Então, deveríamos separar obra e autor (ou artista)? O debate é quente, meus amigos!
Exemplos selecionados
Alguns exemplos de criadores que as atitudes colocam sombras sobre suas obras são Monteiro Lobato, JK Rowling, Martin Heidegger e Morrissey.
Monteiro Lobato, é o Flá-Flu do debate da separação do artista e obra no Brasil. O autor de “Sítio do Picapau Amarelo”, é conhecido por suas contribuições à literatura infantil no Brasil, mas também enfrenta críticas devido a algumas de suas visões e expressões preconceituosas em relação a questões raciais e acusações abertas de racismo.

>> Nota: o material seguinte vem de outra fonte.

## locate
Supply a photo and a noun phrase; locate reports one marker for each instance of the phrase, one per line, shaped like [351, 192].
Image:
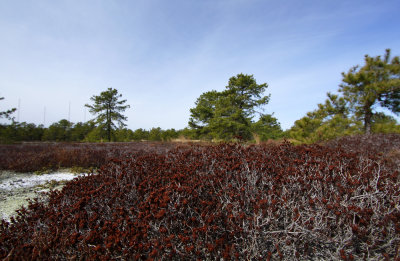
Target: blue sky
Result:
[162, 55]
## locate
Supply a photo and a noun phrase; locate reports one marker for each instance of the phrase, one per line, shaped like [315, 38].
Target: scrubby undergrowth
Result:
[226, 201]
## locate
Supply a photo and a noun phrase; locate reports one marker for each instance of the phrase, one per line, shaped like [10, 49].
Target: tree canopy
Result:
[353, 110]
[108, 107]
[376, 83]
[229, 114]
[7, 113]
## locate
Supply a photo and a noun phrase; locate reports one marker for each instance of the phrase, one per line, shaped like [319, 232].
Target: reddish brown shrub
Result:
[225, 201]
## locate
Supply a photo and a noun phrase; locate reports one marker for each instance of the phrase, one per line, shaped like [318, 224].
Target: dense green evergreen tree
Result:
[108, 109]
[58, 131]
[7, 113]
[267, 127]
[140, 134]
[229, 114]
[377, 82]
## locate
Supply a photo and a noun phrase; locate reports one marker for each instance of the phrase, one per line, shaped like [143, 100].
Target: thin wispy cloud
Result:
[161, 55]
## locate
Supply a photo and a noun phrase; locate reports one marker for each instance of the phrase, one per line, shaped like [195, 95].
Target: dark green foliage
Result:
[267, 127]
[59, 131]
[377, 82]
[108, 109]
[20, 132]
[229, 114]
[364, 89]
[7, 113]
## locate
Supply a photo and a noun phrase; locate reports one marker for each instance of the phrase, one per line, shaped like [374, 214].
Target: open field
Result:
[309, 202]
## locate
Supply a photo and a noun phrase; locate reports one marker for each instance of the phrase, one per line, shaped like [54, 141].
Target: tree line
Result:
[238, 112]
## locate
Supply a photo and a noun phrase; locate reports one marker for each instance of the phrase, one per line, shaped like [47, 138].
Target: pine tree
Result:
[377, 82]
[108, 108]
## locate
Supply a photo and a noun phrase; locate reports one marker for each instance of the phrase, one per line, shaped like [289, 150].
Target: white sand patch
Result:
[27, 181]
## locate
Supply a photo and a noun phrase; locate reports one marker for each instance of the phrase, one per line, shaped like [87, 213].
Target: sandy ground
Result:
[17, 188]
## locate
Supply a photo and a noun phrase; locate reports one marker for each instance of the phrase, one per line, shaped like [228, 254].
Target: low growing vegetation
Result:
[308, 202]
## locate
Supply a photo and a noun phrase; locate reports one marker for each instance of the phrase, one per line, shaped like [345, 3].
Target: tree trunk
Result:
[367, 120]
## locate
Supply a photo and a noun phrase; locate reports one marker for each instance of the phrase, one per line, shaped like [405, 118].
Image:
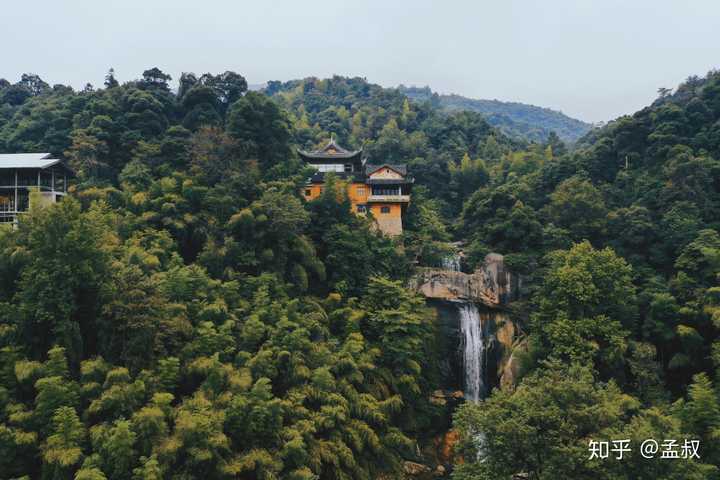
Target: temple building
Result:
[381, 189]
[22, 173]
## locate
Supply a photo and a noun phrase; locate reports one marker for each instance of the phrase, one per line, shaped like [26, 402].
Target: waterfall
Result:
[473, 346]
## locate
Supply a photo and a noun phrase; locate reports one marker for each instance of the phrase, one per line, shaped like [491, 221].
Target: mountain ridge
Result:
[515, 119]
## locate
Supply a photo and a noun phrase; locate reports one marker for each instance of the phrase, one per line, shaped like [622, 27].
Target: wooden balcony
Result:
[388, 199]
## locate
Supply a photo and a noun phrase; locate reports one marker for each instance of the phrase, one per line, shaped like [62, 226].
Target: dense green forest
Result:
[517, 120]
[186, 314]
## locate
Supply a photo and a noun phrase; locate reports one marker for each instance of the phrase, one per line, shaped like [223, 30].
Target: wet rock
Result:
[491, 284]
[414, 469]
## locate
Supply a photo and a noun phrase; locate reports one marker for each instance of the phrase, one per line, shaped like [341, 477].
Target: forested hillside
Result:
[186, 314]
[517, 120]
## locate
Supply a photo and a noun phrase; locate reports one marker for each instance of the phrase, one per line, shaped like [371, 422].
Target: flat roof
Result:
[27, 160]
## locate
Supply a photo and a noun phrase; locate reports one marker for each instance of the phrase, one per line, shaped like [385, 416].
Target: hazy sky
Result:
[592, 59]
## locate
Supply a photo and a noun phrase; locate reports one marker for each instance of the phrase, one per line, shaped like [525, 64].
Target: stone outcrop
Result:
[492, 287]
[491, 284]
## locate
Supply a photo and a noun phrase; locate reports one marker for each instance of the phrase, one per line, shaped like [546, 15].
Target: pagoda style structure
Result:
[379, 189]
[23, 173]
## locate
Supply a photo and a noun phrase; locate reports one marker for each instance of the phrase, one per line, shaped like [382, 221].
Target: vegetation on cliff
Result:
[186, 314]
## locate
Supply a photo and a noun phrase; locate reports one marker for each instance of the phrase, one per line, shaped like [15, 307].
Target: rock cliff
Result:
[491, 284]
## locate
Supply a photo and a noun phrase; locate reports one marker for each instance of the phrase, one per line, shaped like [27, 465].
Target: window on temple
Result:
[7, 178]
[386, 190]
[331, 168]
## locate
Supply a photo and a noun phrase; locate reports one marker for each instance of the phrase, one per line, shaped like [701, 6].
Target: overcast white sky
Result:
[592, 59]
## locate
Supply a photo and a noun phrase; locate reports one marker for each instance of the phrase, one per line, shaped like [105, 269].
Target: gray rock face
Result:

JK Rowling, escritora, produtora e boca de confusão inglesa, mesmo envolta em controvérsias de recorrentes declarações plenas de transfobia, nos presenteou com o mundo mágico de Harry Potter, transcendo universos criativos distintos da literatura, do cinema, do teatro e dos video games, ensinando valiosas lições sobre amizade e coragem.
Martin Heidegger, renomado filósofo alemão, apesar do controverso histórico de ligações íntimas com o nazismo, deixou um legado intelectual profundo, gerando debates sobre a existência humana. Sua obra ecoa através das décadas, estimulando questionamentos que vão além de suas ações passadas. Particularmente eu acho que não há possibilidade de reconciliação com partidários do bigodinho e cata-vento, não é uma posição negociável, mas esta é uma visão pessoal.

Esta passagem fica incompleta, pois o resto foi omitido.